Some ingredients just can't be replaced. Unfortunately, swapping in mushrooms for bacon or zucchini for spaghetti will never go unnoticed. Likewise, eggs scrambled in vegetable oil will never quite have the creamy richness butter imparts. Fortunately, one such recipe staple — heavy cream — isn't as conspicuous when replaced. It's pretty uncomplicated and clear-cut if you choose the right substitute. There's an easy vegan swap-in for cow's milk cream in recipes, especially sweet ones, and it's not hard to find. You may already have some in your pantry or fridge.
Coconut cream is an easy replacement for heavy cream
Thanks to popular diets like keto and paleo, and more people moving toward other plant-based diets, the amount of coconut-derived food products on the market is expanding. So whether you're replacing nuts in a pesto, milk in a smoothie, butter in the pan, or whipped cream atop your favorite piece of pie, there's a coconut alternative at the ready.
Coconut cream is made the same way as coconut milk — by blending the flesh of a coconut with water. The only difference between coconut milk and coconut cream is the ratio of flesh to water. Coconut cream uses more of the coconut's meat and less water, resulting in a thicker, creamier consistency (via MasterClass).
Aside from the obvious different plant versus animal sources, there are some nutritional differences between heavy cream and coconut cream, per Souper Sage. For example, coconut cream is much lower in cholesterol than dairy cream, as well as saturated fat.
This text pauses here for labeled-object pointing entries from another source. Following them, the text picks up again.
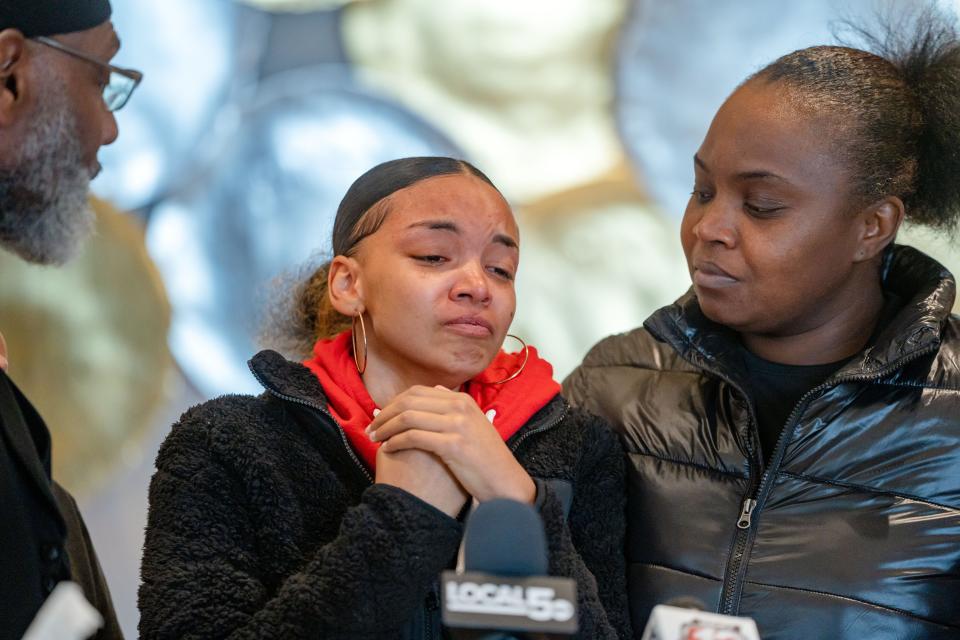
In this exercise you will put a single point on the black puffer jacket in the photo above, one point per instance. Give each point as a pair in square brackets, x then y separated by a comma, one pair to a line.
[855, 528]
[263, 524]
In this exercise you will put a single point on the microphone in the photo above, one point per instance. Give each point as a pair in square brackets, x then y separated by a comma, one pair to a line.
[503, 591]
[684, 618]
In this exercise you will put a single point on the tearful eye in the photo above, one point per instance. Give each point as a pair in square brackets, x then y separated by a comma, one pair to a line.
[759, 211]
[701, 196]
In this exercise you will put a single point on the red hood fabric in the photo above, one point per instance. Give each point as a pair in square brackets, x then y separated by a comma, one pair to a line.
[509, 406]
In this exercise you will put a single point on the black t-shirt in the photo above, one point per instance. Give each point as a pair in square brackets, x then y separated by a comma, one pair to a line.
[776, 389]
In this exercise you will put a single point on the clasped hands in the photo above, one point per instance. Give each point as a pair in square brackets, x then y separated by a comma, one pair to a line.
[438, 445]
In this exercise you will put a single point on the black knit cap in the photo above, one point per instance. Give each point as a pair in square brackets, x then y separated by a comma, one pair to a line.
[50, 17]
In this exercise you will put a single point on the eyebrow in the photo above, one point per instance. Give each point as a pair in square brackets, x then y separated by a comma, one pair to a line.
[447, 225]
[114, 45]
[743, 175]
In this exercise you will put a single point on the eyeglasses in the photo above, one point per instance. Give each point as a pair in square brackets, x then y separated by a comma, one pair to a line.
[121, 84]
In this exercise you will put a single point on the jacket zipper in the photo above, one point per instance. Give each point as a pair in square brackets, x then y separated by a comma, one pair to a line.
[325, 413]
[516, 445]
[755, 499]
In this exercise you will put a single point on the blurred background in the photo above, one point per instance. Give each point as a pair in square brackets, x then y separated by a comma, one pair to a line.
[254, 118]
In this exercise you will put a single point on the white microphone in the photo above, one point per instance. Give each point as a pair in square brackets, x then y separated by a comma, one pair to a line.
[684, 619]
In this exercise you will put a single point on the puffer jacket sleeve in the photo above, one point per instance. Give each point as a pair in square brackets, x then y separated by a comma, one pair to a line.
[202, 576]
[589, 544]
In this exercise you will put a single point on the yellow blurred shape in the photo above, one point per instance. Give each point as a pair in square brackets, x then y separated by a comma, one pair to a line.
[525, 88]
[595, 260]
[87, 344]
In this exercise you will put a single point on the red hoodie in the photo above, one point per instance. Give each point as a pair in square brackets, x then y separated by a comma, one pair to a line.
[508, 406]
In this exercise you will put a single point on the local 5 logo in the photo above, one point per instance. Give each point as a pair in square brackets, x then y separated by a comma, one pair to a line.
[698, 630]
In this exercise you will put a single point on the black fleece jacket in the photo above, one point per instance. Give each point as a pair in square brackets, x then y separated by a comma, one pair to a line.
[263, 523]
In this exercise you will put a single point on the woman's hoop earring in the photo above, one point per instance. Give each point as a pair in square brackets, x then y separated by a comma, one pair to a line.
[353, 340]
[526, 356]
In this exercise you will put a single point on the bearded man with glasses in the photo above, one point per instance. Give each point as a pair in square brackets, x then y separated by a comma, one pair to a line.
[58, 92]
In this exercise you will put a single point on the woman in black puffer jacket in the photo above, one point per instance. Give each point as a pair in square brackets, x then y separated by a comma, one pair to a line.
[793, 422]
[327, 507]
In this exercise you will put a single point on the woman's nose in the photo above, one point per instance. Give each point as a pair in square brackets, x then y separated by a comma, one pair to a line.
[471, 284]
[716, 224]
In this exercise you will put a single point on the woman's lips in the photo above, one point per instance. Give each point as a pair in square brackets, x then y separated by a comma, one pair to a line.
[470, 326]
[710, 276]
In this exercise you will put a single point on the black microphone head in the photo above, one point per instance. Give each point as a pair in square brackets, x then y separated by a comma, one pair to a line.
[505, 537]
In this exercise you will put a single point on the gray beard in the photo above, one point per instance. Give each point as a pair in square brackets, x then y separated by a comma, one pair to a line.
[44, 212]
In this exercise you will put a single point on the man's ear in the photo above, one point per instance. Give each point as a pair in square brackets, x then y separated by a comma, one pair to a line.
[345, 286]
[12, 72]
[879, 224]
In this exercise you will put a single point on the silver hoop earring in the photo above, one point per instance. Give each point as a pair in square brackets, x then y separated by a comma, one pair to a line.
[353, 341]
[526, 356]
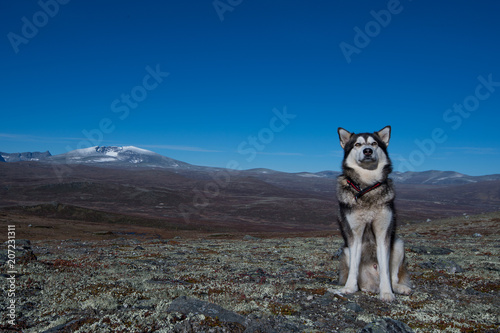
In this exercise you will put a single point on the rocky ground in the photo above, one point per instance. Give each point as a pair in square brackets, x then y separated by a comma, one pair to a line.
[232, 283]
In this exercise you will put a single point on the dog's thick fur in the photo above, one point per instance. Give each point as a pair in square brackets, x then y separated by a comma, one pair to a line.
[373, 257]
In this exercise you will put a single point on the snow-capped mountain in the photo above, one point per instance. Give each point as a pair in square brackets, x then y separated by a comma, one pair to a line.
[26, 156]
[126, 156]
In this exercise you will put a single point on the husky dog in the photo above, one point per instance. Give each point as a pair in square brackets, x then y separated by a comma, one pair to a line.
[373, 257]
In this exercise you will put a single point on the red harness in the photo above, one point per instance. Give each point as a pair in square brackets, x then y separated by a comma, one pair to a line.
[359, 190]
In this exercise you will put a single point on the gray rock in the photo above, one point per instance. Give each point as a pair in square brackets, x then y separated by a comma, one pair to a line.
[448, 265]
[248, 237]
[354, 307]
[386, 325]
[430, 250]
[186, 305]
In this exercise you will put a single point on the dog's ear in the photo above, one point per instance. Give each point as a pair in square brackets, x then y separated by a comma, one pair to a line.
[344, 136]
[385, 134]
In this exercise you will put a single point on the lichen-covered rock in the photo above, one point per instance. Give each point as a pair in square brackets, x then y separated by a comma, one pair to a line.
[386, 325]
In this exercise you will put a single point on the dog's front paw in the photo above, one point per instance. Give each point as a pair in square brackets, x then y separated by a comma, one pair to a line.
[401, 289]
[387, 297]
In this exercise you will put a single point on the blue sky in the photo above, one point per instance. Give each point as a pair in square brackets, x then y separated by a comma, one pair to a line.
[262, 83]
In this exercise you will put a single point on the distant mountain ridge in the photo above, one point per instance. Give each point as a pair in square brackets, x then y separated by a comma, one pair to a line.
[134, 157]
[26, 156]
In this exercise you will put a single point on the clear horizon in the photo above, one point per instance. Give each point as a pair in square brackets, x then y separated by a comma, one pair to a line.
[265, 84]
[231, 163]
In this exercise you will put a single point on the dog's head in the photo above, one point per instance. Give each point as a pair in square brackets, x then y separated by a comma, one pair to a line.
[366, 150]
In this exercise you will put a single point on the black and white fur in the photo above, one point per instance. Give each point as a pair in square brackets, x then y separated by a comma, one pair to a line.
[373, 257]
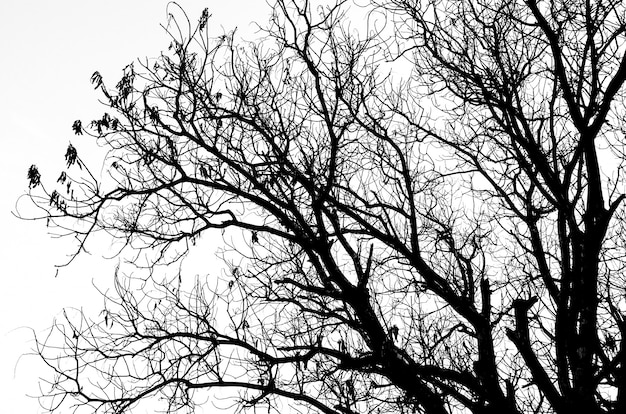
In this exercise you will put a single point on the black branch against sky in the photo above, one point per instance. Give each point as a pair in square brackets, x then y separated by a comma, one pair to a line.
[425, 205]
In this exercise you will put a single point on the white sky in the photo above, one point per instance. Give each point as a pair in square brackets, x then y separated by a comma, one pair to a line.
[48, 50]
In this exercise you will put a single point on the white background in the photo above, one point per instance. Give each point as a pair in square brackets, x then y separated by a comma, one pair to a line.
[48, 52]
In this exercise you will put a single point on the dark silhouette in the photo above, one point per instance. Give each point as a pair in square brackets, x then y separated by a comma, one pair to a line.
[425, 205]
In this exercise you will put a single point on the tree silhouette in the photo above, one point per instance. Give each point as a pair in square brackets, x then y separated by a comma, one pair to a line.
[425, 206]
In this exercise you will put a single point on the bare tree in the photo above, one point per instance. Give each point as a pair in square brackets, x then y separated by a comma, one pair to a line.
[425, 207]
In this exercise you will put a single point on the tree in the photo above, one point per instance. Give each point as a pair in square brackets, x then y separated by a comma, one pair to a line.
[426, 209]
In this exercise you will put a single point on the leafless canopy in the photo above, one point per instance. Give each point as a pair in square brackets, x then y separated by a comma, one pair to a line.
[424, 200]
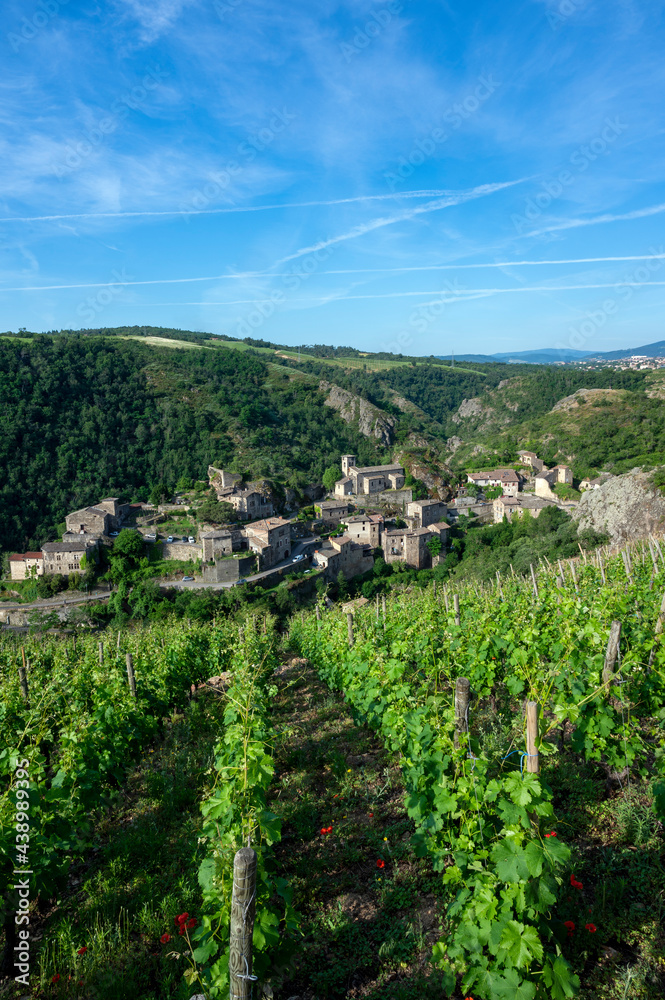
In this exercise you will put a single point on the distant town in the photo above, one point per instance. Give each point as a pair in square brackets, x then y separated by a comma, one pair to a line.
[368, 512]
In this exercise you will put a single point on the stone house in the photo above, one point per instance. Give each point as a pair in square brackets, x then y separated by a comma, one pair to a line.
[510, 507]
[547, 478]
[219, 479]
[100, 519]
[365, 528]
[217, 544]
[595, 484]
[530, 458]
[331, 511]
[468, 507]
[249, 503]
[344, 487]
[24, 565]
[270, 539]
[343, 555]
[371, 479]
[507, 479]
[426, 512]
[407, 545]
[64, 557]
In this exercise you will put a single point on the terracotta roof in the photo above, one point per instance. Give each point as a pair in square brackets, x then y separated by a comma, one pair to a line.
[368, 470]
[64, 547]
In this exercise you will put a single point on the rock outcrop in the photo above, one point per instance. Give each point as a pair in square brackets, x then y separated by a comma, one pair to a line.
[626, 507]
[471, 408]
[372, 422]
[583, 396]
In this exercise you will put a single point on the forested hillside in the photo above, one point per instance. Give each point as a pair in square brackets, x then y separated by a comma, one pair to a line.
[90, 413]
[85, 417]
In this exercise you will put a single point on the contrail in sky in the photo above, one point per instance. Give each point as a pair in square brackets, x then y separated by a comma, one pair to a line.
[243, 275]
[233, 209]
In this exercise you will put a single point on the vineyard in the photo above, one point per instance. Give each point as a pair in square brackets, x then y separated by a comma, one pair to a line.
[496, 751]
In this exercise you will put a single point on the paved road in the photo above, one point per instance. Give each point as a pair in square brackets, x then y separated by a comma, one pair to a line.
[303, 547]
[53, 603]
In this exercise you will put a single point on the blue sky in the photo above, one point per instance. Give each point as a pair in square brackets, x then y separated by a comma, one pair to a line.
[405, 176]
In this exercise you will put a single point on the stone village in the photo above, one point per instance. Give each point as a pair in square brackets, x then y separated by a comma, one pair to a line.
[349, 525]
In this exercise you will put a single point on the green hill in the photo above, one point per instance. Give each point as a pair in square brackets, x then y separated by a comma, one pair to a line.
[92, 413]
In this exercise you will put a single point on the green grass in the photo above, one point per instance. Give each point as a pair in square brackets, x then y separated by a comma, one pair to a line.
[140, 871]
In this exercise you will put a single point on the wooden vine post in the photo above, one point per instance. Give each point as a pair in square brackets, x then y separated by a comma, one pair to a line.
[462, 690]
[532, 760]
[130, 674]
[657, 631]
[612, 652]
[23, 677]
[243, 910]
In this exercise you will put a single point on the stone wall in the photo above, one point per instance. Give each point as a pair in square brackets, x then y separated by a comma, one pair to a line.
[392, 498]
[229, 570]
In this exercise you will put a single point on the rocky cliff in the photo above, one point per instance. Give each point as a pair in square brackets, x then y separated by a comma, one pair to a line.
[372, 422]
[625, 507]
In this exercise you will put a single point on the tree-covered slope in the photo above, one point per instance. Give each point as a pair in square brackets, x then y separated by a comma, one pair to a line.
[85, 417]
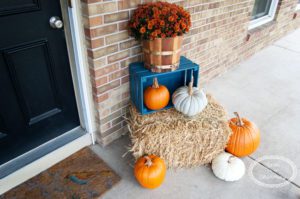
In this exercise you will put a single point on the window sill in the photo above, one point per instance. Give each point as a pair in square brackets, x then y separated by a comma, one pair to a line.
[260, 22]
[257, 30]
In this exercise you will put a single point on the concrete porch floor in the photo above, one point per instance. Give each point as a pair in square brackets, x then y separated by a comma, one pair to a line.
[264, 89]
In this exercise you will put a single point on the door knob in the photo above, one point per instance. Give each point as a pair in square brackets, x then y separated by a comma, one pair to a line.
[56, 22]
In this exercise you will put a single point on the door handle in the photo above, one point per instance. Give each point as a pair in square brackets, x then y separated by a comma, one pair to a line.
[55, 22]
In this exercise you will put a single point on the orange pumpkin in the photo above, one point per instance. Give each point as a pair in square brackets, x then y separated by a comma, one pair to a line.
[150, 171]
[245, 137]
[156, 96]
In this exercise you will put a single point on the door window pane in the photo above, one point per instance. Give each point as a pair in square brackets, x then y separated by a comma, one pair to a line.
[261, 8]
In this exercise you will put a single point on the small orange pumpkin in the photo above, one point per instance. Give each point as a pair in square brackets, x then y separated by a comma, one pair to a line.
[156, 96]
[150, 171]
[245, 137]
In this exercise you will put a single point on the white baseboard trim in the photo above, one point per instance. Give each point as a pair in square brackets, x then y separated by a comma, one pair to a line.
[43, 163]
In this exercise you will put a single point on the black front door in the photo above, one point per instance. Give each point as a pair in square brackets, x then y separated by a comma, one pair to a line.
[37, 101]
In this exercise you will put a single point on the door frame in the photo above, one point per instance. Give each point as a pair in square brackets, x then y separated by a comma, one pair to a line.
[75, 40]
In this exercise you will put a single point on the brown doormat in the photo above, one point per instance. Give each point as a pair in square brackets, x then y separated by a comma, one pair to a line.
[82, 175]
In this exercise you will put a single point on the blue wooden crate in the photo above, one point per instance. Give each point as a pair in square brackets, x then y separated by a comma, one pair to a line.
[141, 78]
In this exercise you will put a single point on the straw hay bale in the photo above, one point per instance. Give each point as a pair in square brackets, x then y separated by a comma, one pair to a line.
[179, 140]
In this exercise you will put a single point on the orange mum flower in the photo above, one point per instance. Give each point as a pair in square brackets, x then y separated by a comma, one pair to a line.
[142, 30]
[171, 18]
[159, 20]
[176, 28]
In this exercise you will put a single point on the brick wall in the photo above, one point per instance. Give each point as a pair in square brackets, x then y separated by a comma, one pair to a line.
[219, 39]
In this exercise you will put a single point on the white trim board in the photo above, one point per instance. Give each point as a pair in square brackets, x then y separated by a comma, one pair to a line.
[80, 73]
[43, 163]
[265, 19]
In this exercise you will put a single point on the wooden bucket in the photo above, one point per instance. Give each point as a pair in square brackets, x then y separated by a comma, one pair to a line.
[162, 54]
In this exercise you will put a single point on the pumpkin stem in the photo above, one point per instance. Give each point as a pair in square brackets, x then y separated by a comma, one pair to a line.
[155, 83]
[148, 162]
[239, 122]
[230, 159]
[191, 86]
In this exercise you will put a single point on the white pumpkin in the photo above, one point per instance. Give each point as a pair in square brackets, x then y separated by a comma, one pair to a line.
[228, 167]
[189, 100]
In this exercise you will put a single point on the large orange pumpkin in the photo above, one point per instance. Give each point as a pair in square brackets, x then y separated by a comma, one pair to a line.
[156, 96]
[245, 137]
[150, 171]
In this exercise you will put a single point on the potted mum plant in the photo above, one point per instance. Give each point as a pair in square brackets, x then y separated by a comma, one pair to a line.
[160, 26]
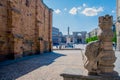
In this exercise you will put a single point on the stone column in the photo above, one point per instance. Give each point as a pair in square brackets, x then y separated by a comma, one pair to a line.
[118, 35]
[106, 62]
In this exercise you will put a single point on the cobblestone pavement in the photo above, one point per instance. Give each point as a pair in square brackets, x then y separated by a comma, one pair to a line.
[46, 66]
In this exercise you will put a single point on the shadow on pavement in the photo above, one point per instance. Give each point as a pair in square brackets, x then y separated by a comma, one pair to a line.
[11, 70]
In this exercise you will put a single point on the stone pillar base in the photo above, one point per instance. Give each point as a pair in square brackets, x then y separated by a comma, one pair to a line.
[77, 74]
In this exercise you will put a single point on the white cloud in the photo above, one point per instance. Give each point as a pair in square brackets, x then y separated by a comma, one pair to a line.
[65, 9]
[73, 11]
[84, 5]
[113, 11]
[57, 11]
[92, 11]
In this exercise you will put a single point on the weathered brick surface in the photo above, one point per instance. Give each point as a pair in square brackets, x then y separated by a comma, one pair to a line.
[24, 27]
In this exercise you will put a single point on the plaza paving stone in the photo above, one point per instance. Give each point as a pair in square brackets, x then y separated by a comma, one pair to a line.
[46, 66]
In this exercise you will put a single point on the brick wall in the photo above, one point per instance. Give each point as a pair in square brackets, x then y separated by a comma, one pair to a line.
[24, 27]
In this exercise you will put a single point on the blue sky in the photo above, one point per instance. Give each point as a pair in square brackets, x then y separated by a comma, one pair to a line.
[79, 15]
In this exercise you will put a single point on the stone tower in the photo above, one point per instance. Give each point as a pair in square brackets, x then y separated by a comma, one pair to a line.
[106, 62]
[118, 25]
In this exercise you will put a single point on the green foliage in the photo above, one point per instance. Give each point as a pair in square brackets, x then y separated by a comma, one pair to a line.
[94, 38]
[114, 38]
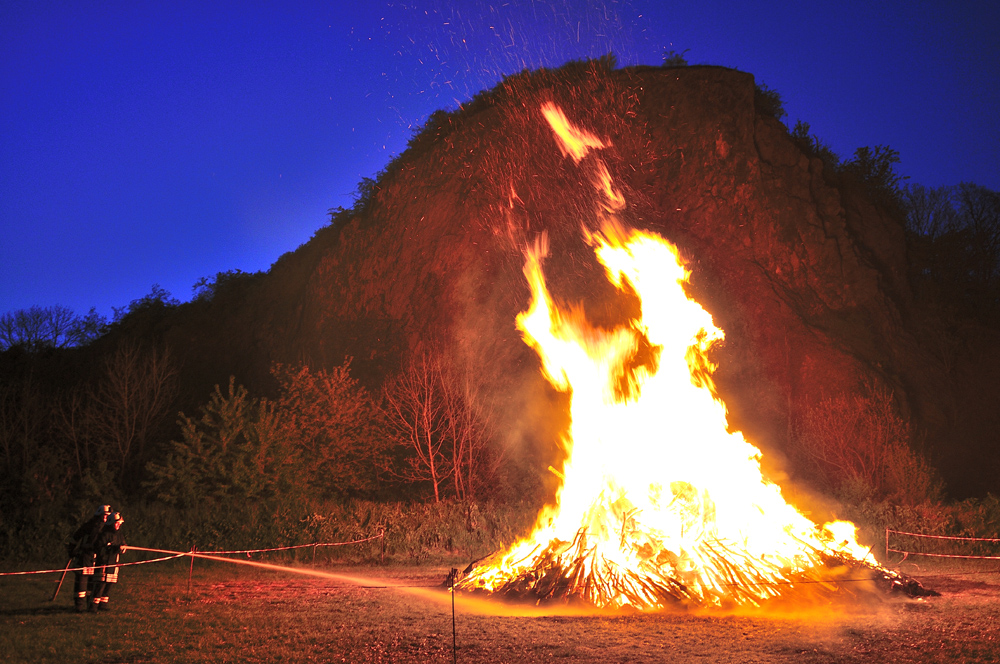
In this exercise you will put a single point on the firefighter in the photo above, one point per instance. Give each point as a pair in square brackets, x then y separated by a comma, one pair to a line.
[82, 554]
[109, 547]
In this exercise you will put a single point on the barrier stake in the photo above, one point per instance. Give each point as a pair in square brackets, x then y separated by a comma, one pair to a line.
[191, 570]
[61, 579]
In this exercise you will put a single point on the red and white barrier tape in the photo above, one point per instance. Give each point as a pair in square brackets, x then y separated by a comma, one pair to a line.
[178, 554]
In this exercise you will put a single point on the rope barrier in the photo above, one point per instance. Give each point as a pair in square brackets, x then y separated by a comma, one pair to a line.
[193, 554]
[907, 554]
[77, 569]
[296, 546]
[965, 539]
[941, 555]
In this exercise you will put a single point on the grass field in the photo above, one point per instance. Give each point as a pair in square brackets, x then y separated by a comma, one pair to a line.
[394, 614]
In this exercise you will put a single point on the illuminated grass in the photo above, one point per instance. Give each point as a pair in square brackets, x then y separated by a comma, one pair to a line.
[235, 614]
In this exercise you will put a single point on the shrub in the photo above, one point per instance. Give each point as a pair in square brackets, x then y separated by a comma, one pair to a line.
[768, 102]
[859, 447]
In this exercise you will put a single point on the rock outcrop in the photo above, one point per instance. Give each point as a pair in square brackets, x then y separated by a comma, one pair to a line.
[805, 275]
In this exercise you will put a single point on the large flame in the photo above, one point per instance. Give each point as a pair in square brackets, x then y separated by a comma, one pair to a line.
[659, 500]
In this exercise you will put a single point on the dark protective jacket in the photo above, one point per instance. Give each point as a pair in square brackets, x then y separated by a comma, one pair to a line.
[81, 546]
[108, 550]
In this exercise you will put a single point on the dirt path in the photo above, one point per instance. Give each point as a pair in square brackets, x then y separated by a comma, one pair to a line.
[379, 623]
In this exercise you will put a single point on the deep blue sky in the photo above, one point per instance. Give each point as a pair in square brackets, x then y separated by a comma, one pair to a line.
[160, 142]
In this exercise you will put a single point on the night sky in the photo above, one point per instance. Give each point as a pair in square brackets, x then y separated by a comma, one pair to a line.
[161, 142]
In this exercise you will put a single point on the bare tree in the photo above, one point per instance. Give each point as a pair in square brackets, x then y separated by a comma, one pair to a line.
[437, 412]
[928, 210]
[72, 418]
[414, 406]
[859, 441]
[130, 399]
[470, 427]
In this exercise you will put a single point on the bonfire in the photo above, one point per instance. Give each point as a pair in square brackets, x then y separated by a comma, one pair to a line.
[659, 501]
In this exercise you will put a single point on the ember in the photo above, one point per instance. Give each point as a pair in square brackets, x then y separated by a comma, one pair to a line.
[659, 503]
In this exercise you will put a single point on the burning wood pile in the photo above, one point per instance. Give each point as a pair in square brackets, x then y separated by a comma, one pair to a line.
[659, 503]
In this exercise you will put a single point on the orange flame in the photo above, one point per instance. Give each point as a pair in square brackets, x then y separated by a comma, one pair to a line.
[658, 498]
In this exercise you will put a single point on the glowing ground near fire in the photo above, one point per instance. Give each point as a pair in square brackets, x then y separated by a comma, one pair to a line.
[659, 501]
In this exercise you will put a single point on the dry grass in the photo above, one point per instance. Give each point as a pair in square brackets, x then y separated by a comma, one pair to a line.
[237, 614]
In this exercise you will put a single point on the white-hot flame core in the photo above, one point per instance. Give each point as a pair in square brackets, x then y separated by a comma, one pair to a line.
[653, 477]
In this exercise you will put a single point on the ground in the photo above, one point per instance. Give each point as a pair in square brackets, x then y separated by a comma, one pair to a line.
[392, 614]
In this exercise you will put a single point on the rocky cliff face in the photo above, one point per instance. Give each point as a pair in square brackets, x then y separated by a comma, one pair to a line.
[808, 279]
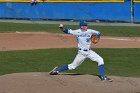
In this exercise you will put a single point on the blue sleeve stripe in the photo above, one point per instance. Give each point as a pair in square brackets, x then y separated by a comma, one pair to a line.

However, heavy cream has twelve times more protein than coconut cream and substantially more vitamin A. In addition, they're both great sources of calcium and are low-carb. However, their differences can be slightly more notable when it comes to taste and texture.
How to substitute coconut cream for heavy cream
Similar to how coconut milk can be subbed in one-for-one for any milk in a recipe, coconut cream can be swapped in pretty much whenever heavy cream is called for. However, while not overpowering, there is a hint of coconut flavor and sweetness not found in heavy cream. Depending on what you're making, this could be an advantageous disparity or not, but it's always worth keeping in mind.
Coconut cream is typically found in a smaller can sitting next to the larger cans of coconut milk on the shelf. Or, you can simply refrigerate a can of coconut milk that does not contain emulsifiers, such as guar gum or carrageenan (via Steph Gaudreau). After several hours or so, the cream will separate from the liquid in the can, and you can easily scoop it out.
If you opt to refrigerate a can of coconut milk to source your coconut cream, the consistency of the cream that separates is not always on par with a carton of smooth heavy cream. A simple solution is to whip it with a hand mixer to smooth any lumps. You can also turn it into that pie topping if you so choose, per the Minimalist Baker's instructions.